All patients’ data were collected in the context of routine clinical care, and written informed consent was signed at admission according to hospital policy. Ethical Committee “Area 1 dell’Azienda Ospedaliero-Universitaria, Ospedale Riuniti” of Foggia approved this study. The experiment was performed in accordance with relevant guidelines and regulations.

Statistical analysis

Continuous variables are presented as arithmetic mean ± standard deviation (SD), while categorical variables as counts (N) and percentage (%). Student T-test and ANOVA (with Turkey post-Hoc analysis) were used for comparing continuous data. Chi-square test (χ2) was used to assess the relationship between categorical variables. The Kaplan–Meier method with hazard ratio (HR) was applied to detect differences in survival between the groups. A Cox proportional hazard model was used to estimate adjusted HRs with 95% confidence intervals (CIs) and to assess the influence of age, investigated comorbidities, CCI, and smoking habits. The cut off of the CCI was identified by a receiving operator curve (ROC) analysis, and a value greater than or equal to 4 was found to be the one with greater specificity (63%) and sensitivity (85%). A p value of < 0.05 was considered to be significant.

Results

A total of 521 COVID-19 patients were enrolled. Baseline characteristics of whole population are shown in Table 1. Data on smoking habits was available in 507 patients. According to a history of COPD and smoking, patients were divided into 5 groups (Table 2).

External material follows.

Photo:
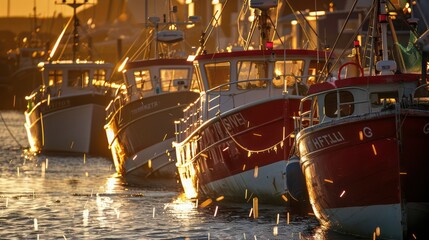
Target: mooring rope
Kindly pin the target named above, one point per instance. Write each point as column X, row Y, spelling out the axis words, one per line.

Table 1 Sociodemographic and clinical characteristics of the whole population. i.e., 521 COVID-19 patients hospitalized in four intermediate Respiratory Intensive Care Units (RICUs).
Table 2 Sociodemographic and clinical characteristics of subjects according to the smoking habits and the presence of COPD (chronic obstructive pulmonary disease).

COPD patients were 72 (14%) and most of them were current or former smokers (97.2% of current and former smokers vs. 2.8% of never smokers). Current smokers with COPD were mainly males (85%), while in the group of former smokers with COPD, male and female patients were similarly represented. Mean age of COPD patients was 78.150 ± 13.541. Main comorbidities were kidney diseases (44%), heart diseases (36%), history of cancer (25%), neurological diseases (18%) and diabetes mellitus (15%). At admission, mean PaO2/FiO2 ratio of COPD patients was 231.67 ± 106.40, mean CRP was 57.46 ± 71.84, mean D-dimer 3367.60 ± 7489.84, mean LDH 341.79 ± 147.52, number of peripheral lymphocyte cells 953.42 ± 680.83.

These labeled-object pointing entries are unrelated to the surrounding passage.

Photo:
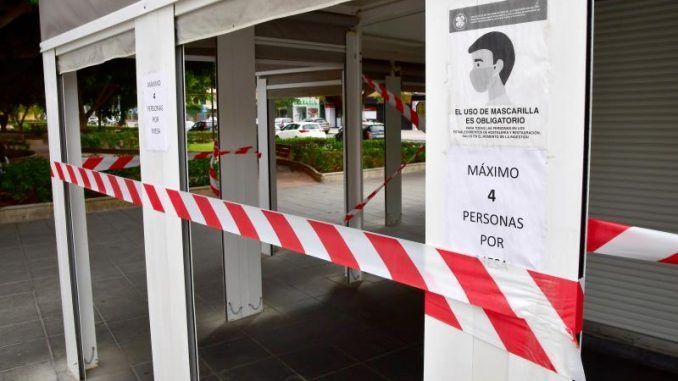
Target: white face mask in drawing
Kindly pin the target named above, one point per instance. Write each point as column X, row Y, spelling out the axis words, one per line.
column 485, row 71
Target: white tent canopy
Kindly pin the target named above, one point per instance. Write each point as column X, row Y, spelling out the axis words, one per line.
column 89, row 32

Current smokers without COPD were 55 (10.8%), mainly males (78%), and their mean age was 58.30 ± 15.67. The main comorbidities of current smokers without COPD was diabetes mellitus (15%), followed by heart diseases (11%), kidney diseases (9%), neurological diseases (7%) and history of cancer (4%). At admission, the mean PaO2/FiO2 ratio of these patients was 265.40 ± 115.52, mean CRP was 56.72 ± 73.18, mean D-dimer 3141.48 ± 9768.87, mean LDH 275.94 ± 115.03, number of peripheral lymphocyte cells 12,225.75 ± 609.36.

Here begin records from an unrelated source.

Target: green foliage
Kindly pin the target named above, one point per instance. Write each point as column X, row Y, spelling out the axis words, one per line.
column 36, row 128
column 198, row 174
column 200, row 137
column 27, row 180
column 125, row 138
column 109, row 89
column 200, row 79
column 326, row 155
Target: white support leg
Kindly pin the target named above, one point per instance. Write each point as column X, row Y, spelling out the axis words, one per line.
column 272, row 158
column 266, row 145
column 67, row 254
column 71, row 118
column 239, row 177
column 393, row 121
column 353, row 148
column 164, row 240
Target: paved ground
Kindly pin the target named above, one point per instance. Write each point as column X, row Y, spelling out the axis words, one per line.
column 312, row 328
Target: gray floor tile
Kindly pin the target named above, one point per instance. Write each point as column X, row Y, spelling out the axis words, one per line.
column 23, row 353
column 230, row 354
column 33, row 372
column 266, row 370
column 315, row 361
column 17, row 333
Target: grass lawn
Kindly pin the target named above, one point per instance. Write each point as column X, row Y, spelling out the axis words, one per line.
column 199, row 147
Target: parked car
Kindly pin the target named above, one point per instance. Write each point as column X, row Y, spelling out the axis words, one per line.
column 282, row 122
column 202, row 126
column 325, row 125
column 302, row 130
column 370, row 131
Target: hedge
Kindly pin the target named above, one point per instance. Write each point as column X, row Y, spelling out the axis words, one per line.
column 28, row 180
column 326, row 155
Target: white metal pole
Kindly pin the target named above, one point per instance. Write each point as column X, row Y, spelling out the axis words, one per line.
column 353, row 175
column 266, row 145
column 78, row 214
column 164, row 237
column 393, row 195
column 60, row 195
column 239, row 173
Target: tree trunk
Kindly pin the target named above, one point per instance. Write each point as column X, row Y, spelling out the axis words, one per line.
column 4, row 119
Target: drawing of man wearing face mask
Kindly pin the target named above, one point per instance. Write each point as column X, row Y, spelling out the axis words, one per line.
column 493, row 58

In the group of former smokers without COPD (105 patients, 20.7%), male and female patients were similarly represented (males 48% vs. females 52%). Mean age was 66.90 ± 18.68. A lot of them had comorbidities: 35% kidney diseases, 11% diabetes mellitus, 10% heart diseases, 8% neurological diseases and 6% history of cancer. At admission, the mean PaO2/FiO2 ratio of this group was 249.24 ± 112.77, mean CRP was 47.08 ± 70.12, mean D-dimer 2970.79 ± 5618.29, mean LDH 302.51 ± 127.56, number of peripheral lymphocyte cells 1350.73 ± 956.60.

Never smokers without COPD were 275 (54.2%). In this group, the two sexes were equally represented. Mean age was 66.12 ± 17.3. The comorbidities were: diabetes mellitus (19%), kidney diseases (19%), heart diseases (16%), neurological diseases (11%) and history of cancer (11%). At admission, the mean PaO2/FiO2 ratio was 256.48 ± 106.08, CRP 46.58 ± 71.80, D-dimer 2142.24 ± 4828.50, LDH 344.70 ± 253.08 and the mean number of peripheral lymphocyte cells was 1064.86 ± 570.85.

Out of 521 subjects, five required LTOT and none required LTNIV at baseline. Of the patients requiring LTOT, 2 had COPD (2.7%) and 3 were never-smokers without COPD.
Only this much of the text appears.